For various reasons my reading of contemporary YA fiction was not as comprehensive during 2013 as it should have been and I found myself attending the presentation of this year’s Branford Boase Awards (for a first children’s novel) having only read two of the shortlisted books.The winning book, Infinite Sky by C. J. Flood, was not one of them.

When I interviewed Jon Walter recently (on publication of his debut novel Close To The Wind, which I can confidently predict will be shortlisted for the Branford Boase next year) he made a telling comparison between his own writing style and that of C. J. Flood’s, using the metaphor of photography. “Her writing is like she is looking through a 50mm lens the whole time and she doesn’t vary it. I think of distance a lot when I write, so I zoom in and zoom out. With her you feel she has this beautifully composed view that she moves around at the same focal length.” And in case this could be construed as an implied limitation, he added, “You have to be really skilled to do that well.”

Having now read (and enjoyed and admired in equal measure) C. J. Flood’s book, I can see exactly what Jon Walter meant. The novel has an emotional intensity that reminded me at times of the mood in some of Anthony Masters’ books, whose short YA fiction was popular throughout the 1980s and 1990s.

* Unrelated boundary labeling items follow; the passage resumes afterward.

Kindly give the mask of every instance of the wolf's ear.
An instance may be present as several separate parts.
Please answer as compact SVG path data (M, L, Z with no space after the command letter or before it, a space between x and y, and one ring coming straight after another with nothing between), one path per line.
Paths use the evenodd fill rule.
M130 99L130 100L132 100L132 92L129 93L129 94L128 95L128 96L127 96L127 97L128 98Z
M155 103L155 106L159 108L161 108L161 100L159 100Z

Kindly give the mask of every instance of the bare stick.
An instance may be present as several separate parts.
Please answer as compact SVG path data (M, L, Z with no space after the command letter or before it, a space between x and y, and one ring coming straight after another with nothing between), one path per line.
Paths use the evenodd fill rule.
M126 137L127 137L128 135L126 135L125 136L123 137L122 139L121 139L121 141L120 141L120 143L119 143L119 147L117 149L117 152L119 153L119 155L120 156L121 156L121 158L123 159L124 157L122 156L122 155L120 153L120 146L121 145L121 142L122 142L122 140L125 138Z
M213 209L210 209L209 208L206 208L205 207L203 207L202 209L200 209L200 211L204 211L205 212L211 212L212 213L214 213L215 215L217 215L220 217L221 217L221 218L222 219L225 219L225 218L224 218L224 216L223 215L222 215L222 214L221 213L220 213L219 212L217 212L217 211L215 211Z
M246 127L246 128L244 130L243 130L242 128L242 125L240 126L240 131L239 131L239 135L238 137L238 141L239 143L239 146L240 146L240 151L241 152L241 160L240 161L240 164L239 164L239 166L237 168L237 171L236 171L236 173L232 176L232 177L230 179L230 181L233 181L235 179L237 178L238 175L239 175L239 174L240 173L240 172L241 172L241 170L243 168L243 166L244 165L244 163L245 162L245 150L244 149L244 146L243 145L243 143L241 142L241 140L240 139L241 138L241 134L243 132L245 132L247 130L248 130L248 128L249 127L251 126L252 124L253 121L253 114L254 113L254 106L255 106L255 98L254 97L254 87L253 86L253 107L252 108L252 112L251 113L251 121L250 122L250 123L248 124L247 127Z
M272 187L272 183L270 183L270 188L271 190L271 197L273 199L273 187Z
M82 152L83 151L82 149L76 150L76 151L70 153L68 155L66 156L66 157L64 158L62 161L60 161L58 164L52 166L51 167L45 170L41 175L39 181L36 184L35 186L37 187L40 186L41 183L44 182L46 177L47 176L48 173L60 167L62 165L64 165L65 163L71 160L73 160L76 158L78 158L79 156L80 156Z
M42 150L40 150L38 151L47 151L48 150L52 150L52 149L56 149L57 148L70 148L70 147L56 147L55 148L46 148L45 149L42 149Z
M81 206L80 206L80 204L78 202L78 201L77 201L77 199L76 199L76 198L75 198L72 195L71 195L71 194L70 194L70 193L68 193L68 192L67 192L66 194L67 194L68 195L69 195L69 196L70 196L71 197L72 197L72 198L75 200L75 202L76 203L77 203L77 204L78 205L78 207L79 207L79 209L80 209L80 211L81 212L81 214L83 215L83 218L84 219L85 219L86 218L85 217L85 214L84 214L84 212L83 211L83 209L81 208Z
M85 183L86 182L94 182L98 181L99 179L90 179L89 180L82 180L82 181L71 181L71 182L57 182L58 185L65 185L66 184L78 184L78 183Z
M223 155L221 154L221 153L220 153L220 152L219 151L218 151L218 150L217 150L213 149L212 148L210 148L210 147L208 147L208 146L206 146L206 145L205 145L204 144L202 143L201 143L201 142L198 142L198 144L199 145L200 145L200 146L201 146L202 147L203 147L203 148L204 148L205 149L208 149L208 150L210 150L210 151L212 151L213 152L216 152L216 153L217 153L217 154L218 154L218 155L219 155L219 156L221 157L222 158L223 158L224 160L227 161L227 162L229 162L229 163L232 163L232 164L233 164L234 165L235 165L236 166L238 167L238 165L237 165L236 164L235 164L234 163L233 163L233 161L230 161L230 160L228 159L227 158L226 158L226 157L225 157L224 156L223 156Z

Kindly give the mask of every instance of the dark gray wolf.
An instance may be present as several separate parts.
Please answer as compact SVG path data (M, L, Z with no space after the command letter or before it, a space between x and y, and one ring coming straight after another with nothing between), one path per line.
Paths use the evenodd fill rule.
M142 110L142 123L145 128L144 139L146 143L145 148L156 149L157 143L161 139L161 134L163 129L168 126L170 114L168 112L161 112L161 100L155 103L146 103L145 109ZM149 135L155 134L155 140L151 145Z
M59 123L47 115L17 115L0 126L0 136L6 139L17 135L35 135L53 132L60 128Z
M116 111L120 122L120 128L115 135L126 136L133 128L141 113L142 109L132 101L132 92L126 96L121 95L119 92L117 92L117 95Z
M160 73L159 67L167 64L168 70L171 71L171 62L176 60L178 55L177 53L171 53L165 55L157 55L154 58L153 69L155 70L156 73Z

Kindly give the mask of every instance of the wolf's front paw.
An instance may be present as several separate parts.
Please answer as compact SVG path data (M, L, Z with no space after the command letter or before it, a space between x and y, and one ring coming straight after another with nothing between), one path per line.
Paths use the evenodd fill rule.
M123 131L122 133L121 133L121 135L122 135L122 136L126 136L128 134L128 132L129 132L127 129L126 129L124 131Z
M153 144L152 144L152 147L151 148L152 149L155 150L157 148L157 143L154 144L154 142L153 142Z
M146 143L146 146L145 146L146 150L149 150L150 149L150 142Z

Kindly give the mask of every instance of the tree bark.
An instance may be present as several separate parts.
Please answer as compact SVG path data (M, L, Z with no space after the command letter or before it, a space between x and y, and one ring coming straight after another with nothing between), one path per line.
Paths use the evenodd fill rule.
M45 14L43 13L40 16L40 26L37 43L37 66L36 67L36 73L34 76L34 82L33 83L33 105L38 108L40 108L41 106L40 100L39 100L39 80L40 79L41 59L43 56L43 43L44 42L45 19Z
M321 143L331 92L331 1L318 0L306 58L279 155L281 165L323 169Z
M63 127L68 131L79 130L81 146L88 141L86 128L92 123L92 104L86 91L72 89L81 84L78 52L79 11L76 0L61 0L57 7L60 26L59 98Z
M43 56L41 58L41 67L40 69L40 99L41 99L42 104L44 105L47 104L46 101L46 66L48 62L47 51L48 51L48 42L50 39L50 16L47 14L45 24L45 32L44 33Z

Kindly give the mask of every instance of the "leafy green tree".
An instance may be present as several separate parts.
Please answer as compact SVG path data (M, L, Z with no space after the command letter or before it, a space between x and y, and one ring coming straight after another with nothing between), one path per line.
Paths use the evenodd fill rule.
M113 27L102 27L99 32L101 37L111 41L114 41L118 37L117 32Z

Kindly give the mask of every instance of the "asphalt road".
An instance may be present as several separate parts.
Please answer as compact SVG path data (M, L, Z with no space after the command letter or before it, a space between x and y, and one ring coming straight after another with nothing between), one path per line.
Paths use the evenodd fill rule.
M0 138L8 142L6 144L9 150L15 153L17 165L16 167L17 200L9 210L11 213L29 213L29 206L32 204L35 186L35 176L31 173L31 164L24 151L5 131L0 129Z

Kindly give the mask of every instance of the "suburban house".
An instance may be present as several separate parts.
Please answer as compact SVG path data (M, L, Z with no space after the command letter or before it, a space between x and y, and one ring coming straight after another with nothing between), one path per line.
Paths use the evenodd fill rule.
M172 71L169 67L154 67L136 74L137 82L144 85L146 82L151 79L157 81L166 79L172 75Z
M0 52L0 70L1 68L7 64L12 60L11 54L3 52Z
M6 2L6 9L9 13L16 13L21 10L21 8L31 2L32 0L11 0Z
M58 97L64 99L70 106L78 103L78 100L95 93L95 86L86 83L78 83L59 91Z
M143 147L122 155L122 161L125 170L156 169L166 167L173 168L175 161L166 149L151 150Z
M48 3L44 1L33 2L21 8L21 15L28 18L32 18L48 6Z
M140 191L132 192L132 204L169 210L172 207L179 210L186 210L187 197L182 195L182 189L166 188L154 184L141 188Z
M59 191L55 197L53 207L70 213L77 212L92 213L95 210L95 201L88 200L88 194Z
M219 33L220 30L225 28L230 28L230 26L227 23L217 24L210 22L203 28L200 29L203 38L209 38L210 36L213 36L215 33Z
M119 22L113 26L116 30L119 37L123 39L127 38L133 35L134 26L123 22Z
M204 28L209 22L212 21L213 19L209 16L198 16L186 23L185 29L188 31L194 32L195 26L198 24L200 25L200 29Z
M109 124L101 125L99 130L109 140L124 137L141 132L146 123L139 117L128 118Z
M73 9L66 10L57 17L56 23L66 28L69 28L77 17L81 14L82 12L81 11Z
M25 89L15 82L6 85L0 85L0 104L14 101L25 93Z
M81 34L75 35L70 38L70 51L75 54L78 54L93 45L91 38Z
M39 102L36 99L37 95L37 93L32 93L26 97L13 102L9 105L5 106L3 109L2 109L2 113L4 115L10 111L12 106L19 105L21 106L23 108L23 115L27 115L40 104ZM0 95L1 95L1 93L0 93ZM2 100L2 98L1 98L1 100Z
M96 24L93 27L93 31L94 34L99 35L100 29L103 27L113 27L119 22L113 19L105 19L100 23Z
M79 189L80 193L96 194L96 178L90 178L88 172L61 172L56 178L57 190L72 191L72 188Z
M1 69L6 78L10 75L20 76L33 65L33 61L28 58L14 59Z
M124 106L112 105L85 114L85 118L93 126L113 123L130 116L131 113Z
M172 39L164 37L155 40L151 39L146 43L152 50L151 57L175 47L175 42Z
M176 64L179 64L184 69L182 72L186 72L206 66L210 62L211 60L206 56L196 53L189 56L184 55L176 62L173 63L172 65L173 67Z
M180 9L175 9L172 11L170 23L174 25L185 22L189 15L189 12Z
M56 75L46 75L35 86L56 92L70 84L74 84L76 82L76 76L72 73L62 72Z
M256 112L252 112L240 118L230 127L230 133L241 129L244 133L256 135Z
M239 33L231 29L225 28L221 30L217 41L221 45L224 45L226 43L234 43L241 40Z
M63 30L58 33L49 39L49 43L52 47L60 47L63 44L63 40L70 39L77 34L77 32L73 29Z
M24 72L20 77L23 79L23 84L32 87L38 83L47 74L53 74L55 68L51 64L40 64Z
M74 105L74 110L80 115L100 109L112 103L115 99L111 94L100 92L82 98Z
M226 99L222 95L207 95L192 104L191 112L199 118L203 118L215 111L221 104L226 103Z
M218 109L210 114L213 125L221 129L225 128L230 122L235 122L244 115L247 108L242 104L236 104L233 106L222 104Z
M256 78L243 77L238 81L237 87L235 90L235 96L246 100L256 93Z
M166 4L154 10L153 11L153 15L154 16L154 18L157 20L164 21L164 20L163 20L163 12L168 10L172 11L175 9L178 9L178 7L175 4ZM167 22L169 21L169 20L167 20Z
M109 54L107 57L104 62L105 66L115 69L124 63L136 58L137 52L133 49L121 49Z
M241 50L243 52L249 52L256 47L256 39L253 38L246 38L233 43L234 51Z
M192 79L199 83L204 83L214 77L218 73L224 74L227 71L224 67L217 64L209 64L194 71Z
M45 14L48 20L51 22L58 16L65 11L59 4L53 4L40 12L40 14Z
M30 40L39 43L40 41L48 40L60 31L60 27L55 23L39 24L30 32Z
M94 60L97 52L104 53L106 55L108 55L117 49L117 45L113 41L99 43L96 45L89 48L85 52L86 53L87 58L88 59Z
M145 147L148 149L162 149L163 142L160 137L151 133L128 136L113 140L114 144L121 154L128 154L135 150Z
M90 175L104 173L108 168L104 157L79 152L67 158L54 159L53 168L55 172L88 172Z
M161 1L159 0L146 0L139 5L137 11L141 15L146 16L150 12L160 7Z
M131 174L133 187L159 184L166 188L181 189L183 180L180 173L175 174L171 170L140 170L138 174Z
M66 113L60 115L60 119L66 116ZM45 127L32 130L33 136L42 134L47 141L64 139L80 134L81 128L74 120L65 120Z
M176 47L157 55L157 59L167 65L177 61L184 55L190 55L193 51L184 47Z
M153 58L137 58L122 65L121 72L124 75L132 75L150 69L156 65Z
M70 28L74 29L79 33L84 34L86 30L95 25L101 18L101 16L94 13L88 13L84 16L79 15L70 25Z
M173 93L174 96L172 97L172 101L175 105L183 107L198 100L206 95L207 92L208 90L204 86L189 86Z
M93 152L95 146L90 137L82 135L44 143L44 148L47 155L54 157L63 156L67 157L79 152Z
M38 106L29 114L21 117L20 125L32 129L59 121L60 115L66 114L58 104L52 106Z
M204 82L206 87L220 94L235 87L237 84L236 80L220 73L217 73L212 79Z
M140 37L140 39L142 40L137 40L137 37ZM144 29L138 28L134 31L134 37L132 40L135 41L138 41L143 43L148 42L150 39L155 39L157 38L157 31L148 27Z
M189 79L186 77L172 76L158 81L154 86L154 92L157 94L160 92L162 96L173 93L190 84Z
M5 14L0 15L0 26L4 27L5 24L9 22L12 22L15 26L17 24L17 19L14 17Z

Interestingly, the eviction of gypsies from a campsite was often the subject of one of Masters’ improvised Book Explosion events.

Here the gypsy encampment is small and is mainly a botheration to Iris’s father, who jumps to conclusions when his toolshed is broken into. The father’s fierce protectiveness towards both Iris and her older bother Sam are understood by the reader in relation to the fact that his wife, their mother, has recently abandoned home to go on a trip of self-discovery.

Flood’s handling of the romantic bond between the 13 year old female narrator, and the slightly older gypsy lad Trick, captures the magic of first love in writing that manages to be both lyrical and firmly realistic. Flood’s viewpoint may be, according to Walter’s observation, through a 50mm lens the whole time, but (to take the photographic analogy further) she knows just when to open up the aperture throwing the surround into soft-bokeh relief. The small rendezvous that they kit out with cushions for their trysts is only visited on a few occasions, the last time by Iris on her own, but the reader is left feeling they know this place as well as the characters in the story. (The hardback had a wholly suitable illustrated cover design, which I wish had been retained for the first paperback edition – the latest paperback cover shown above is much much better.)

I did not anticipate the dark and violent turn of events, but was swept along by them. Notwithstanding the book’s Prologue (which personally and in retrospect I consider to be an ill-judged inclusion), you start reading Infinite Sky lulled by the mood of summer, by the title, and the fact that young first love is in the air, into thinking that all will stay rather lovely and soft-focus, with the occasional conflict between siblings, and between parents and children, not knowing that tragedy and inescapable retribution are just around the corner.

A superb novel, a well-deserving winner of the Branford Boase Award, and a book that cries out to be filmed.